Knowing that security breaches often go *months* without even being detected, never mind fixed, the hashing method used needs to ensure that an attacker will need to spend (at least) months before successfully cracking any password hashes. And this requirement is *in addition* to the need for users to choose complex passwords.
Figure 5 in this report might help visualise the issue: http://www.verizonenterprise.com/DBIR/2015/insiders/?utm_source=pr&utm_medium=pr&utm_campaign=dbir2015
Marcus Ranum @26:
Sounds like you mean “rainbow tables”. Using proper salting along with hashing should make use of rainbow tables infeasible. But as you point out, there are plenty of places on the internet where this won’t be done properly.
Dunc says
@18:
Well, my Google Drive password is extremely strong, and my Google account uses two-factor authentication. The passphrase for my password manager is even stronger, and protected by the strongest algorithm currently available. Plus the password manager implements some additional tricks to make brute-forcing impractical…
As someone else noted, security is always a trade-off with useability. Since losing access to my password manager would be very, very bad indeed, it’s extremely important for me to have a reliable backup and synchronisation mechanism. Given the way I’ve got it set up, about the only viable attack profile (other than good old-fashioned “rubber hose cryptanalysis”) is if a very powerful attacker (e.g. the NSA) gets access to my Google Drive from the inside, and then either dedicates an absurd amount of computing power to brute-forcing the encryption of the database, or knows of a major undiscovered flaw in AES. That’s not a particularly plausible scenario, in my estimation, and if you’re going to start worrying about that level of attack, it’s time to give up and go live in a shack in the woods, because they either already own all of your accounts anyway, or they can just do an end-run around authentication entirely (as they would have to do to get access to my Google Drive without me knowing about it).

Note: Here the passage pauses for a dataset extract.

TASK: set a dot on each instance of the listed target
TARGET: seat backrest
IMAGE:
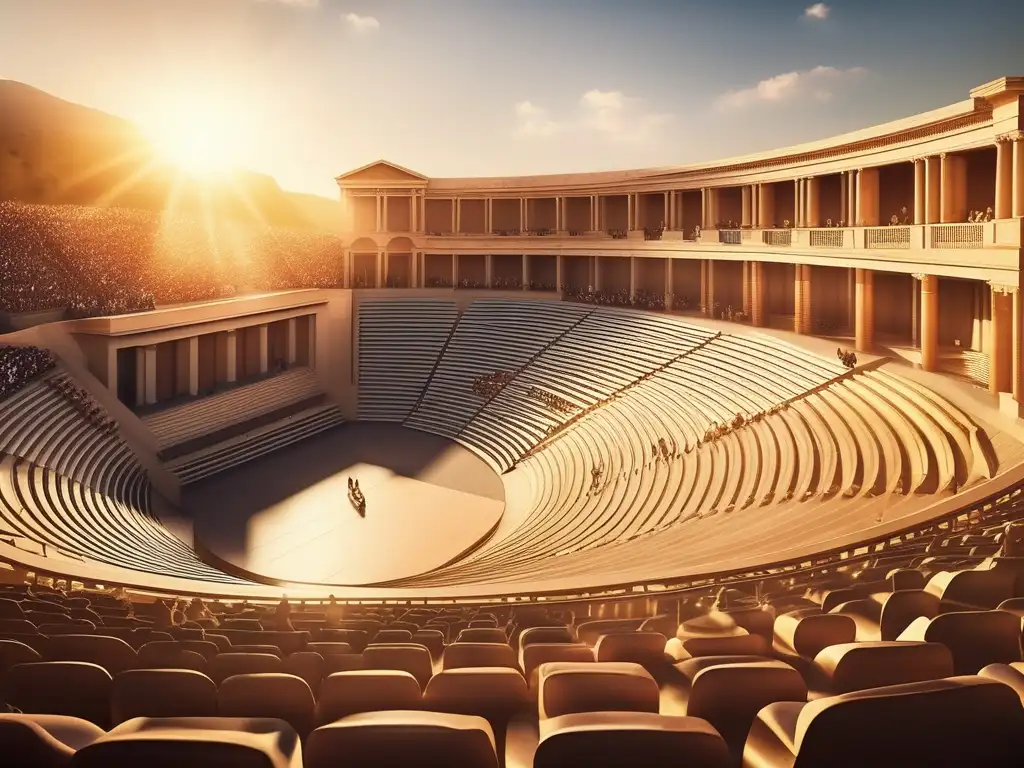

I also change my more important password on a regular basis, which limits the timescale for an attacker to manage that brute-force attack, should they somehow get access to my password database.
DsylexicHippo says
A password of sufficient length and complexity that is widely considered as strong today will eventually be regarded as weak over time and at some point in the future as a joke. Who could have even guessed the sort of computing power we now have in 2015 back in the eighties? My point is that we should always retire passwords after a set time and keep creating newer and more complex ones to keep up with the increasing muscle of brute force crackers.
lanir says
Several commenters have called out Schneier on his “XKCD method” criticism. It only took me a moment to see what his point was.
If you have a good idea that words are being used, you can shift your thinking away from atomic units of one alphanumeric digit and into one word at a time (including common misspellings, abbreviations and letter substitutions). You’ve got significantly more words than there are alphanumeric characters but the number of slots is going to be much more limited. How many words will be in most phassphrases? Four? Six? More? You’re already over 20 characters, probably by a good margin at that point.
I’m not a security expert so I can’t say whether this is practical in the real world. But the logic of how to do it is not hard to string together and if you’re still focused primarily on character length some pieces of the process will be much simpler than you’d expect.